NEW YORK: The dollar rose on Wednesday after a report showed US producer prices rebounded in August and as traders turned their focus to consumer inflation data due on Thursday that will be closely watched by the US Federal Reserve as it considers when to next raise interest rates.
The dollar index, which tracks the currency against a basket of six major rivals, was up 0.45 percent at 92.295, after rising to 92.336, its highest in a week.
The index rose after the US Labor Department said its producer price index for final demand increased 0.2 percent in August after slipping 0.1 percent in July. The rebound was driven by a surge in the cost of gasoline.
While domestic producer prices rose less than forecast, "the rebound does suggest that the US economy retains underlying momentum," said Karl Schamotta, director of global market strategy at Cambridge Global Payments in Toronto.
"The overall demand picture is quite strong and prices are beginning to respond to an increases in demand in the real economy," he said.
Schamotta, however, warned that last month's increase in producer inflation may not point to a similar gain in prices paid by consumers.
"Historically speaking there is no extremely high correlation between the producer prices and consumer prices," he said. "The tail does not wag the dog."
Economists polled by Reuters expect Thursday's data to show consumer prices rose 0.3 percent in August and 0.2 percent excluding food and energy.

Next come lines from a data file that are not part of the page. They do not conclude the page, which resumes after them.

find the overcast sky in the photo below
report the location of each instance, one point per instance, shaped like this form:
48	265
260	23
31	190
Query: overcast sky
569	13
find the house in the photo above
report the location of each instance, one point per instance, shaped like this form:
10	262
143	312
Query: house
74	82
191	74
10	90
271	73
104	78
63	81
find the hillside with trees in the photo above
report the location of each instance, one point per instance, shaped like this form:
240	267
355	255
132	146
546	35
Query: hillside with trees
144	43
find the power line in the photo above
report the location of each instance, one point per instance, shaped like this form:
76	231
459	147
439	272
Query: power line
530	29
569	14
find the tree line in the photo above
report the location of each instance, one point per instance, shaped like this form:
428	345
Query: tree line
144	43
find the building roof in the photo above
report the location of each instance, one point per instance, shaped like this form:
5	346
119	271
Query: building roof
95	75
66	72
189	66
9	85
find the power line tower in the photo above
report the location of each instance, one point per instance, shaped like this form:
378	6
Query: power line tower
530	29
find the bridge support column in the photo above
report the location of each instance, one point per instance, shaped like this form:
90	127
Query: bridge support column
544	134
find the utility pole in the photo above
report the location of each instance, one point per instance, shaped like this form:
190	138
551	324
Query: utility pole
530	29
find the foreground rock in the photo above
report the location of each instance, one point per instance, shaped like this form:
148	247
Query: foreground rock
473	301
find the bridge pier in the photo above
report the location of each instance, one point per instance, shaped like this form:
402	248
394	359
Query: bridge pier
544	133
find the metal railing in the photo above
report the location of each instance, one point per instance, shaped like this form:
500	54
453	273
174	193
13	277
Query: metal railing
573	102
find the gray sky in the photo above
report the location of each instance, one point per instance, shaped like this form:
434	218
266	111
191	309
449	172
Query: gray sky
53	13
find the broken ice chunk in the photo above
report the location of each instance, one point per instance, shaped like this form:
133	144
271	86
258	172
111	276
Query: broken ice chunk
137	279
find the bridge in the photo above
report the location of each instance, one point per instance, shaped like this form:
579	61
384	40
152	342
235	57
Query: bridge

Inflation is being closely watched for clues on the timing of the next interest rate increase.
The dollar, which rallied to its strongest levels in a decade and a half at the start of 2017, has faltered since on the view that the pro-growth, pro-inflation policies promised by US President Donald Trump had not materialized, as well as a pushing back of Fed rate hike expectations.
The dollar index fell to 91.011, its lowest since January 2015 last week, on worries linked to Hurricane Irma and North Korea, but has recovered as risk aversion has ebbed significantly.
The Fed meets next week, but is not expected to raise rates.
Meanwhile, sterling fell back from a one-year high to trade lower against the dollar as weaker-than-expected UK wage growth put a brake on bets that the Bank of England could change its interest rate stance due to a surge in inflation.